Het voordeel van beëindiging met wederzijds goedvinden is dat het minder conflictueus is dan een gedwongen ontslag. Beide partijen hebben inspraak in de voorwaarden en kunnen een regeling treffen die voor hen acceptabel is.
Ontslag op staande voet
De meest verstrekkende sanctie die een werkgever kan opleggen is het ontslag op staande voet. Bij een ontslag op staande voet wordt een werknemer per direct en zonder opzegtermijn ontslagen. Vanwege het ontslag bestaat geen aanspraak meer op loon. Ook krijgt een werknemer geen WW-uitkering omdat het ontslag op staande voet wordt beschouwd als verwijtbare werkloosheid. Dit type ontslag is alleen gerechtvaardigd in situaties van ernstig wangedrag of andere dringende redenen.

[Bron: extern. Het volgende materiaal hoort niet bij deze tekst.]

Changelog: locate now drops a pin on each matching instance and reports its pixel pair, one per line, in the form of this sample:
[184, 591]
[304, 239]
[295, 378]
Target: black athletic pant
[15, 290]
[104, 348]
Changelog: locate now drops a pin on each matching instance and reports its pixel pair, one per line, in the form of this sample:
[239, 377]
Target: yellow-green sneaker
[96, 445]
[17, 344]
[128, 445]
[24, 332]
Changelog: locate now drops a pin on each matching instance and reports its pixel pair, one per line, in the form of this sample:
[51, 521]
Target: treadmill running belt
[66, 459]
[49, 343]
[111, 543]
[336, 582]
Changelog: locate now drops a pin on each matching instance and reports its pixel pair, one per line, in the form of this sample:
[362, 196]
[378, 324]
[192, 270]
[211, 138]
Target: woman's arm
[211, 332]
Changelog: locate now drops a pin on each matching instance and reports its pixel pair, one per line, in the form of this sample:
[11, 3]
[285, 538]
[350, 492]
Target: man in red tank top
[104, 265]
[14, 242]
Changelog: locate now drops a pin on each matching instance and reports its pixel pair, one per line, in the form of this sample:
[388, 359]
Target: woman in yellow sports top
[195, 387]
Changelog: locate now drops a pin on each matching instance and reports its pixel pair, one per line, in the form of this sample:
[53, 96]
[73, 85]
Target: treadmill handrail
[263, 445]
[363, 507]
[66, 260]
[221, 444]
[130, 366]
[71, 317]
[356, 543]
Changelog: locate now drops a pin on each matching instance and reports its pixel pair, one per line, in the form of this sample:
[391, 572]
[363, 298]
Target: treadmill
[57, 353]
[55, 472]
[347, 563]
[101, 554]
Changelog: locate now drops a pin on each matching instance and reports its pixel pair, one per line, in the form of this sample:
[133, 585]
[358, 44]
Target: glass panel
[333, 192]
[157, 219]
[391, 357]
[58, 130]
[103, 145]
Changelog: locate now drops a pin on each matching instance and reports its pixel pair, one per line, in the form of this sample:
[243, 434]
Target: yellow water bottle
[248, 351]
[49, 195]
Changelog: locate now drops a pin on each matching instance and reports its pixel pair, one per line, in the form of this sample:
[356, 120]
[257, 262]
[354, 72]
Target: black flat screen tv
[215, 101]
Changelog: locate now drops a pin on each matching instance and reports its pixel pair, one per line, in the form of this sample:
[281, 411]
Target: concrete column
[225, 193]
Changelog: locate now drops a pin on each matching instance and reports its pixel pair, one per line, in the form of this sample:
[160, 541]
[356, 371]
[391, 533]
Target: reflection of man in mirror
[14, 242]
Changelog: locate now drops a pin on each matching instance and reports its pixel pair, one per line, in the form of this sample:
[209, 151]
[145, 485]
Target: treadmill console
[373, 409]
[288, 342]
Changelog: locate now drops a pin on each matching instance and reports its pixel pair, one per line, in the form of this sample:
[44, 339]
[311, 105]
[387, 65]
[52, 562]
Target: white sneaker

Een ontslag op staande voet moet aan een aantal voorwaarden voldoen. Er moet sprake zijn van:
- Dringende reden: Er moet sprake zijn van een gegronde reden om de werknemer per direct te ontslaan. Dit kan bijvoorbeeld bestaan uit fraude, diefstal, geweld op de werkvloer of andere vergelijkbare situaties.
- Onverwijldheid: Het ontslag moet onmiddellijk worden gegeven zodra de werkgever op de hoogte is van de dringende reden. Als daarmee wordt gewacht dan kan dit betekenen dat het ontslag op staande voet onrechtmatig is.
- Mededeling: De werkgever moet de reden voor het ontslag onverwijld aan de werknemer meedelen. Dit kan mondeling of schriftelijk gebeuren. Bij een mondeling gegeven ontslag op staande voet moet de reden voor het ontslag schriftelijk worden bevestigd aan de werknemer.
Als een ontslag op staande voet niet aan de wettelijke vereisten voldoet, kan het als onrechtmatig worden beschouwd. In dat geval heeft de werknemer mogelijk recht op schadevergoeding of herstel van de arbeidsovereenkomst.